Dr. Liu has received several prestigious awards throughout his career. In 2016, he was honored with the Macao SAR Graduate Student Science and Technology Research Award by the Macao Science and Technology Development Fund. In 2018, he was recognized as a Yue Lu Scholar by Hunan University. His excellence in teaching was acknowledged in 2021 when he received the First-Class Teaching Achievement Award from Hunan University. The following year, he was awarded the Special Prize for Higher Education Teaching Achievement by the Hunan Provincial Department of Education. In 2023, Dr. Liu received the National Teaching Achievement Award (Second Class), and in 2024, he was named an Outstanding Master’s Thesis Advisor in Hunan Province. Additionally, he was honored with the Third Prize in Natural Science by the Chinese Association of Automation in 2024.

📚Top Noted  Publications 

Dr. Liu has authored nearly 50 research papers, with 25 published in IEEE/ACM journals. Notable publications include:

1. Weighted Joint Sparse Representation for Removing Mixed Noise in Image (2017)

  • Journal: IEEE Transactions on Cybernetics, 47(3), 600–611.

  • Summary: This paper introduces a method for removing mixed noise in images using a weighted joint sparse representation. The approach aims to effectively address challenges posed by mixed noise types in image processing.

2. Robust Face Hallucination via Locality-Constrained Bi-Layer Representation (2018)

  • Journal: IEEE Transactions on Cybernetics, 48(4), 1189–1201.

  • Summary: The authors propose a robust face hallucination method that utilizes a locality-constrained bi-layer representation. This technique enhances face image resolution while maintaining robustness against noise and outliers. europepmc.org

3. Mixed Noise Removal via Robust Constrained Sparse Representation (2018)

  • Journal: IEEE Transactions on Circuits and Systems for Video Technology, 28(9), 2177–2189.

  • Summary: This paper presents a robust constrained sparse representation method for removing mixed noise from images. The approach adapts to different noise types and effectively restores image quality. figshare.com

4. Discriminative Face Hallucination via Locality-Constrained and Category Embedding Representation (2021)

  • Journal: IEEE Transactions on Systems, Man, and Cybernetics: Systems, 51, 7314–7325.
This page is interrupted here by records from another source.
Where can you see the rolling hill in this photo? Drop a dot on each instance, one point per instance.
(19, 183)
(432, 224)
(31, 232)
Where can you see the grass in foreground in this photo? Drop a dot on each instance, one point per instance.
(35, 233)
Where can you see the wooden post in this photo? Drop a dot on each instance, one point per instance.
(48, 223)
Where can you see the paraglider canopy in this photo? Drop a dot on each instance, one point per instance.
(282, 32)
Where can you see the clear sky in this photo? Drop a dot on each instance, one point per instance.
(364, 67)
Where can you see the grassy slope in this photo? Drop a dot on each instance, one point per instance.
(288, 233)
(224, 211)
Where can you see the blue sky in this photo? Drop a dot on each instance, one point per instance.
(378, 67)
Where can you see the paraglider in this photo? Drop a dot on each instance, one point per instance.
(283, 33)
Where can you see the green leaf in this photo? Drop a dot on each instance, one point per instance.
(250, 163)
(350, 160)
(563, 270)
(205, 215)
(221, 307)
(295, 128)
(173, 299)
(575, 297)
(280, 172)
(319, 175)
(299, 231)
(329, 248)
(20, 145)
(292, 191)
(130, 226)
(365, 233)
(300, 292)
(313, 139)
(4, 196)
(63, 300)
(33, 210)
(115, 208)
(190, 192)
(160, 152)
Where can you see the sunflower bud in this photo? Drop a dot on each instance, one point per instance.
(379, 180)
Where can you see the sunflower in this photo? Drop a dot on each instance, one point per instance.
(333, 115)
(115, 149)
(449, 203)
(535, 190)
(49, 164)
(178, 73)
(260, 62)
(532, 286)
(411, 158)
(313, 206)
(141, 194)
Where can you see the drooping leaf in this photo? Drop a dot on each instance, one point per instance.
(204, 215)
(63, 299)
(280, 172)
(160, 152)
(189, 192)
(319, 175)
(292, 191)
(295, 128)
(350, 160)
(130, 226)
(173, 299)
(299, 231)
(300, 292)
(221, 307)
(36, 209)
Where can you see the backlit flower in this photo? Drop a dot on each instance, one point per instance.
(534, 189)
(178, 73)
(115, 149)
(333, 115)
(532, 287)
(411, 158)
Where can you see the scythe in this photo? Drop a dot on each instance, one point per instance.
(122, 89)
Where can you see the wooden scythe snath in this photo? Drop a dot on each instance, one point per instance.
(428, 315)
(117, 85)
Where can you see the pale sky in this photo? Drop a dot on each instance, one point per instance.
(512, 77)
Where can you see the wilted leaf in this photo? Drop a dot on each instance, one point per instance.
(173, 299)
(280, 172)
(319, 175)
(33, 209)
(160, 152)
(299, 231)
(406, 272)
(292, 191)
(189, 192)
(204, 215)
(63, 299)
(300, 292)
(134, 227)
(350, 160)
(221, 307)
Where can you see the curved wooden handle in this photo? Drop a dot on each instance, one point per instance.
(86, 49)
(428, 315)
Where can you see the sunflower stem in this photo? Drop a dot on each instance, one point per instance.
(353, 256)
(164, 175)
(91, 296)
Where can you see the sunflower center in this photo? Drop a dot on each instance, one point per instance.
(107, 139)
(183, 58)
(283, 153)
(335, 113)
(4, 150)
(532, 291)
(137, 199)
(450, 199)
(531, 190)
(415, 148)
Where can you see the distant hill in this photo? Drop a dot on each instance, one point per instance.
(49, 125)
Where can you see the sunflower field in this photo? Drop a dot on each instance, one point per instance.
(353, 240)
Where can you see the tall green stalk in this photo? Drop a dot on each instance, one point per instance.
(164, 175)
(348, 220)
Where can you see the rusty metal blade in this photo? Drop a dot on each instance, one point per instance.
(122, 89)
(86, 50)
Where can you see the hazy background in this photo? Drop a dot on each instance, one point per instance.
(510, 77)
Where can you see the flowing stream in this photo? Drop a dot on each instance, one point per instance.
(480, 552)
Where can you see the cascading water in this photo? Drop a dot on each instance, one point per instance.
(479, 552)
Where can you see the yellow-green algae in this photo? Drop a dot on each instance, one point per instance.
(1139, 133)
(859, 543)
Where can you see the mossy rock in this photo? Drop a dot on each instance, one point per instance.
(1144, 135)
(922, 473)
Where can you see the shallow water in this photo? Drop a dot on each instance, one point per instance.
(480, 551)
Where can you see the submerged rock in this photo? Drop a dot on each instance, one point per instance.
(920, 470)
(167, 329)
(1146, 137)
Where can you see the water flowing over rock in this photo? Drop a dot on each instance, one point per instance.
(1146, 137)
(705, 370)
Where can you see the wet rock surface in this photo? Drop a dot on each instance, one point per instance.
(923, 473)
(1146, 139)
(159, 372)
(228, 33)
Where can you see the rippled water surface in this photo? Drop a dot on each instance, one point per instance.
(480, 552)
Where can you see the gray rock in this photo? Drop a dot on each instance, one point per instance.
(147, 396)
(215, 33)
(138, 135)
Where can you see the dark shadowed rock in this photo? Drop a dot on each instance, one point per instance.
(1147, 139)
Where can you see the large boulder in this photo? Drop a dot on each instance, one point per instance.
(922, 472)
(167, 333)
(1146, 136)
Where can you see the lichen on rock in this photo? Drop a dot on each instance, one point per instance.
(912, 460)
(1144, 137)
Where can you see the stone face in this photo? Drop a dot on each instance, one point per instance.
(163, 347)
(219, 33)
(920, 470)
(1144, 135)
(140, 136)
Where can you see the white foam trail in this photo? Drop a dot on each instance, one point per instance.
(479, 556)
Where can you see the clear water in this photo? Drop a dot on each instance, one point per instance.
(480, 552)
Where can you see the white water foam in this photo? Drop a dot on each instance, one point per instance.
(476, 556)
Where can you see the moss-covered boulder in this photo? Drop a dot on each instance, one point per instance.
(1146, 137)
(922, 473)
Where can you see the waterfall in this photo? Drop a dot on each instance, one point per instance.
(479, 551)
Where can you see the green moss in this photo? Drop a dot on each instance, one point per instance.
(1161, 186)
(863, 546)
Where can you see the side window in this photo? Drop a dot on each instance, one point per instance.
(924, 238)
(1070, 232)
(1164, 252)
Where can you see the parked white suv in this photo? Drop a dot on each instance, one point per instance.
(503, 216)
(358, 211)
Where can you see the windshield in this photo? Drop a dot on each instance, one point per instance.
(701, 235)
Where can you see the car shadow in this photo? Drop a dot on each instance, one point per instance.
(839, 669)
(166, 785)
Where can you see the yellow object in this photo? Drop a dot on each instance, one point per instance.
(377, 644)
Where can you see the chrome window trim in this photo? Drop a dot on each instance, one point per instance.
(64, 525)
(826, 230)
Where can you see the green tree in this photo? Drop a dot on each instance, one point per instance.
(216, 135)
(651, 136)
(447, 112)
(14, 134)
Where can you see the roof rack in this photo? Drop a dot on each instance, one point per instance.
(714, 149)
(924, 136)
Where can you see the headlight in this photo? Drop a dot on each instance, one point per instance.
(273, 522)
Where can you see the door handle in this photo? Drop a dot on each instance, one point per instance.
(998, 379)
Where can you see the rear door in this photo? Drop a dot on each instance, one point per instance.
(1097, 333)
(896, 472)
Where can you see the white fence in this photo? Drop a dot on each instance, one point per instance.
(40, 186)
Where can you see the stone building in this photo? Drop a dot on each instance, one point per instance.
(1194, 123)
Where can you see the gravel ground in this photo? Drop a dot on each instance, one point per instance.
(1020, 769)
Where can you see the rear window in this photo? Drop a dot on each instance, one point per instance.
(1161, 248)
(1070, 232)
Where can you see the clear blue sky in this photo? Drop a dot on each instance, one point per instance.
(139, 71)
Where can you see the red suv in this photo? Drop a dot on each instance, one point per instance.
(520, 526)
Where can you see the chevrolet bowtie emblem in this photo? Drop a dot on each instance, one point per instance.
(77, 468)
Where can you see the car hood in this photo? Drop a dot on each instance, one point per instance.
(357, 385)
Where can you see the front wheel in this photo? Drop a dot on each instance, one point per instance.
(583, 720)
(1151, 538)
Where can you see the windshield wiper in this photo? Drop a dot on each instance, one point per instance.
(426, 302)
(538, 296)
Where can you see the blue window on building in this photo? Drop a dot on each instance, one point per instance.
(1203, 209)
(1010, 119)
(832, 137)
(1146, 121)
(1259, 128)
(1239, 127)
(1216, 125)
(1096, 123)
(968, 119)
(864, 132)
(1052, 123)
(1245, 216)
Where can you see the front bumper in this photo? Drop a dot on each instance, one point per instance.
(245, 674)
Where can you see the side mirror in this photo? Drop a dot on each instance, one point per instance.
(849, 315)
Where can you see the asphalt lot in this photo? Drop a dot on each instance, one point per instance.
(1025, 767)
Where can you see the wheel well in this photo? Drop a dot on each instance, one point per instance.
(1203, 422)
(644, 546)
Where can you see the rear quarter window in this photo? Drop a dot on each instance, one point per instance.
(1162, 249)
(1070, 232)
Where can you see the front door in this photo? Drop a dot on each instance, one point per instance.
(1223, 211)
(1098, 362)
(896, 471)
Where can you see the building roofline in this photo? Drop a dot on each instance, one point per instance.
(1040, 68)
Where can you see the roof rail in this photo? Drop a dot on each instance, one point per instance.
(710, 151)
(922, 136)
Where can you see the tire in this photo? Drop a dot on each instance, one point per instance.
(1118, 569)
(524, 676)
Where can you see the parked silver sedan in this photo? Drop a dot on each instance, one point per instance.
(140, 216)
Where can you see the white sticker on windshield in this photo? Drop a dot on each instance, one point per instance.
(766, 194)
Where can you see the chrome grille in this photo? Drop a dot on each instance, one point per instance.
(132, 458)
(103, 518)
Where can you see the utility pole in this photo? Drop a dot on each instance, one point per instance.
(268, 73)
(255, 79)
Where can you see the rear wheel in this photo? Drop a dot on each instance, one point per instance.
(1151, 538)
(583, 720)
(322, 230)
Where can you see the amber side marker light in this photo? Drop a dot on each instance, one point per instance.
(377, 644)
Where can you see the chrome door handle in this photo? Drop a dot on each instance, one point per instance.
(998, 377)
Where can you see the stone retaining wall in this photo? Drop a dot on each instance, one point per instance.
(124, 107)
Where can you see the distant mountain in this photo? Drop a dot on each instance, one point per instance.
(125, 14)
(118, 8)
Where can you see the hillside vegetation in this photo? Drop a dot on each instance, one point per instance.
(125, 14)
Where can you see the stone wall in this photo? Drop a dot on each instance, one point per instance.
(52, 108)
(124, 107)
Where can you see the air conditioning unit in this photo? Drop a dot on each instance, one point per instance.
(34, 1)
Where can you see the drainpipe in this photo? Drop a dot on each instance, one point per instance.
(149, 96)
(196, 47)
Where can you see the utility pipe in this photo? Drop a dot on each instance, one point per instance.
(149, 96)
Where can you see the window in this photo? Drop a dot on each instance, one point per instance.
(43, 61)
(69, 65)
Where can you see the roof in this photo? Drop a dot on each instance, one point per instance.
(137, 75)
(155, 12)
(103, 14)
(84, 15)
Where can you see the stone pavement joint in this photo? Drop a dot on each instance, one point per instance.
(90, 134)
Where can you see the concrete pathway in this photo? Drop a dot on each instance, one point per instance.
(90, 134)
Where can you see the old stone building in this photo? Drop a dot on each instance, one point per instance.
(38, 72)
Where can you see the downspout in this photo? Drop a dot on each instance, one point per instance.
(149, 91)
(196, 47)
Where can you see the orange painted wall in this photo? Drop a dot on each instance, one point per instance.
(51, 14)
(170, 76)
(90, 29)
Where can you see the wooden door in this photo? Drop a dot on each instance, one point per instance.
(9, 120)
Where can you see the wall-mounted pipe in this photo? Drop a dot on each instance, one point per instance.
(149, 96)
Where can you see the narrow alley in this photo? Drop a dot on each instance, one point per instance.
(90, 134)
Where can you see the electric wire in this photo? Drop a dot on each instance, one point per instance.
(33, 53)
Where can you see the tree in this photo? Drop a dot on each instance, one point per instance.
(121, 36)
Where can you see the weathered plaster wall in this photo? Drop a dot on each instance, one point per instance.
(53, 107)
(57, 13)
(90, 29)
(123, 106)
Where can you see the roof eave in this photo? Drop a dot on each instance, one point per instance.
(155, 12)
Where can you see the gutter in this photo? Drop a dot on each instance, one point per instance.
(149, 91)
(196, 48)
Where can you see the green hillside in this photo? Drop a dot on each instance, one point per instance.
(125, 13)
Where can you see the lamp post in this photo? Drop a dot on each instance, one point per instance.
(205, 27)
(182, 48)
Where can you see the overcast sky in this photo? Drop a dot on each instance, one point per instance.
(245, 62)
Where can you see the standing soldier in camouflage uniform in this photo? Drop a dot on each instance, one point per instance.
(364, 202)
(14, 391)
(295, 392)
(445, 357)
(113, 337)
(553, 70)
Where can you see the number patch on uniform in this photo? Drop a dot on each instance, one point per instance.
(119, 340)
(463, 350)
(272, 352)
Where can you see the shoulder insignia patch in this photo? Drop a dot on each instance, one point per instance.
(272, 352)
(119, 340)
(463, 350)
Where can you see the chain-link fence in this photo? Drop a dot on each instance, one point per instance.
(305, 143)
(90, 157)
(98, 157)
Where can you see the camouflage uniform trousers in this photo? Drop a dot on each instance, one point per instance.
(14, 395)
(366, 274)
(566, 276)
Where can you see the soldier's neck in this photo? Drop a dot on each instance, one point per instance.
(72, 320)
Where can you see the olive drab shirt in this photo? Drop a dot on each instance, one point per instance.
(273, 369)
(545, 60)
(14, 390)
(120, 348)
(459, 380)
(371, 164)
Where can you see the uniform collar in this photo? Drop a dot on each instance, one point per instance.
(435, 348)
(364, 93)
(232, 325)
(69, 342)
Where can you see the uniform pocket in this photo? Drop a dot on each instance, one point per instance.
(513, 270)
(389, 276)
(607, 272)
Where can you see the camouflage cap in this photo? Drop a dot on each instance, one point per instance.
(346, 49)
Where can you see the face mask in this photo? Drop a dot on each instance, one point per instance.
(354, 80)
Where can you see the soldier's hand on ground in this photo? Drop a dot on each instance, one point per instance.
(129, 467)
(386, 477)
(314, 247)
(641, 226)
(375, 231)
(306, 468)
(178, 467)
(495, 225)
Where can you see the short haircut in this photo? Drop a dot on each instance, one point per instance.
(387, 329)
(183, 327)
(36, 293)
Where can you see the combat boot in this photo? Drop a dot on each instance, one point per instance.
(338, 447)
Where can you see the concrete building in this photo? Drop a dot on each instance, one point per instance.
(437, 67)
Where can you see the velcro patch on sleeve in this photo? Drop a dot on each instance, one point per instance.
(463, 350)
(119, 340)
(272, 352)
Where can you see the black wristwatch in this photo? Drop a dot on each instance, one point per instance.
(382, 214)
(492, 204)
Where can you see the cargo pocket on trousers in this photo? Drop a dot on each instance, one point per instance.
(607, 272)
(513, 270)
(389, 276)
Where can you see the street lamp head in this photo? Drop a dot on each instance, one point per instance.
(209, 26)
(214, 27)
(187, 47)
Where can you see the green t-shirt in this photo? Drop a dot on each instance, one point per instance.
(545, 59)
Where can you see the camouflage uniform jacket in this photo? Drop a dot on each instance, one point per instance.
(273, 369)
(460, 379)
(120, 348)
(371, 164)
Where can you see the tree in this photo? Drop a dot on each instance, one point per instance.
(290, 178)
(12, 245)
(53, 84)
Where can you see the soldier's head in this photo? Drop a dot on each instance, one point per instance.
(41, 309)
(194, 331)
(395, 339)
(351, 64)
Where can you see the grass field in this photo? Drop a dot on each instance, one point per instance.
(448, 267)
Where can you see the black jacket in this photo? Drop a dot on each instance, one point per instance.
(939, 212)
  • Summary: The authors introduce a discriminative face hallucination method that combines locality-constrained representation with category embedding. This approach improves the quality of face image super-resolution by considering category-specific information.

5. Modal-Regression-Based Broad Learning System for Robust Regression and Classification (2023)

  • Journal: IEEE Transactions on Neural Networks and Learning Systems, 35(9), 12344–12357.

  • Summary: This paper proposes a modal-regression-based broad learning system to enhance robustness in regression and classification tasks. The method addresses challenges posed by noisy and outlier-prone data, improving model performance. pubmed.ncbi.nlm.nih.gov

Conclusion

Dr. Licheng Liu demonstrates exceptional strength as a mid-career researcher with an outstanding publication record, robust funding history, and recognized academic leadership in AI and image processing. His ability to balance theoretical innovation with practical application is evident in his funded projects and impactful publications.